The first part of the book walks the user through the many commands that are relevant to all systems and all shells; the navigation options through directories, showing files, getting your head around terminals, finding and opening files, moving files and directories around, links (both literal and symbolic), learning about commands and how to learn more about them. All of this, as well as redirection, using pipelines, creating filters, expansions, and so on. A wonderful metaphor and explanation made in this section is that Windows is like a GameBoy, and Linux is like the world's biggest Erector Set. While Windows is nice and shiny and makes for pretty applications, it's difficult (relatively speaking) to roll your own applications without a fair bit of knowledge and packaged tools. Linux, on the other hand, right off the bat gives you all the tools you need to build just about anything in just about any conceivable way you might want to build it.
Part 2 covers configuration of the shell and the environment variables that it keeps track of.

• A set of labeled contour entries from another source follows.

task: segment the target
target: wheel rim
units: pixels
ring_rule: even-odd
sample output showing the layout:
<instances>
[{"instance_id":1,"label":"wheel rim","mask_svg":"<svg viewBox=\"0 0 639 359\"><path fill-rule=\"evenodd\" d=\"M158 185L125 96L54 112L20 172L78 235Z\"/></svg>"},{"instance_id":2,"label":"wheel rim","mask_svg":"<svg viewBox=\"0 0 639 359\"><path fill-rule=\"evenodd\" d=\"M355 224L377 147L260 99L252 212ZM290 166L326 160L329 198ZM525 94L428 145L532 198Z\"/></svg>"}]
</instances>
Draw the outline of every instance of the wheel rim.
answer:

Shell variables like DISPLAY, EDITOR, LANG, PS1, TERM and many others are explained and we get to see how simple shell scripts are implemented allow us to access and modify these values. We also get introduced to a variety of test editors, but with an emphasis on vi (and a mellow focus at that). The section is rounded out by learning how to modify the command prompt that we see and make it show us more details (directories, colors, etc.).
Part 3 is a grab bag of all sorts of things that we often look at separately, but when taken together, make a lot of sense. We start with package management and making sure systems are up to date. Next we cover understanding file systems and the variety of commands that helps to mount disks, examine file systems, check and repair systems, get online and check the network for connectivity, copying files over a network and connecting via secure shell, performing archive and backup steps. The section end with a broad discussion on regular expressions, text formatting and processing and, finally, printing out files and compiling applications.

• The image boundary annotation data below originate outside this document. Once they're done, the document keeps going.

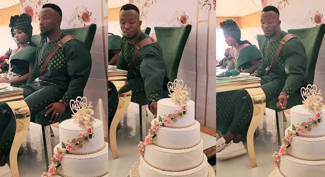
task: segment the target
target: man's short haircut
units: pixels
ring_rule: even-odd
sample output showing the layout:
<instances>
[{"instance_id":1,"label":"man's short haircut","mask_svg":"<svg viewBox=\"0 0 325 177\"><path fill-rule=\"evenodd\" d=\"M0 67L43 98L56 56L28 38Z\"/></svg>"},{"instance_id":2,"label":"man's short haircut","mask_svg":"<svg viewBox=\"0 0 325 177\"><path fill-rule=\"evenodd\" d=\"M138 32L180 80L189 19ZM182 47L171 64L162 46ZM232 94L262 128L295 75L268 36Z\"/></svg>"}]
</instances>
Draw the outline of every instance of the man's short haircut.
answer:
<instances>
[{"instance_id":1,"label":"man's short haircut","mask_svg":"<svg viewBox=\"0 0 325 177\"><path fill-rule=\"evenodd\" d=\"M136 11L139 15L140 14L140 12L139 11L139 9L136 7L136 6L131 4L126 4L123 5L123 6L122 6L122 7L121 7L121 9L120 10L120 12L121 12L122 10L134 10Z\"/></svg>"},{"instance_id":2,"label":"man's short haircut","mask_svg":"<svg viewBox=\"0 0 325 177\"><path fill-rule=\"evenodd\" d=\"M278 14L279 16L280 16L280 12L278 8L272 6L268 6L263 8L262 12L268 12L269 11L273 11L275 12L276 13Z\"/></svg>"},{"instance_id":3,"label":"man's short haircut","mask_svg":"<svg viewBox=\"0 0 325 177\"><path fill-rule=\"evenodd\" d=\"M54 10L56 11L57 12L60 14L60 17L61 17L61 19L62 19L62 11L61 10L61 8L60 8L57 5L53 4L46 4L43 5L43 6L42 7L42 8L46 8L47 7L52 8L52 9L54 9Z\"/></svg>"}]
</instances>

Part 4 ties it all into the true big bad voodoo of the command line, the ability to write shell scripts. The section starts out with a fairly basic script formatting and then moves on to create a program that displays system information in HTML format. Along the way, we get to see how to use the shell and all of its properties and the huge toolkit of Linux commands to structure our work, and get an introduction to "top down design". Subsequent chapters carry us through common development topics such as reading input from the command line, strings, numbers, variables and constants, and the variety of flow control ranging from simple branches to looping and case statements and arrays. The section ends with a grab bag of interesting topics including subshells, traps and error handling, asynchronous execution and named pipes.
Each section starts with the commands it will cover, walks through careful and thorough examples of each command, and then wraps with a simple explanation of the section covered, with sidebars aplenty. Seeing as this is a command line book, you bet that you are seeing a lot of the actual commands, and how they interact, how to apply permissions, manipulate text and manage processes. If you want practice with these things and not their graphical counterparts (and really, what "command line" book worth its salt wouldn't make that its prime focus), well, you get your wish!
There are a lot of books that talk about the various Linux Shells, but you'd be hard pressed to find one that does so this entertainingly. Again, it's the less tech (but not so much that the meat of the matter isn't covered well) and more "dude" (but not to the point of being embarrassing or insulting) that makes this book a joy and a treasure. If you're a novice Linux player, or just want to get beyond the pretty graphical wrapper of your MacBook, put this book at the top of your list.
Ever wonder how people will post commands in forums to help you either download/upgrade/install/configure/whatever and they seem to have advanced Linux knowledge? Well, you can too with this book. I'm actually surprised how easy it is to pick up. Plus you'll actually feel a little bit like a hacking genius.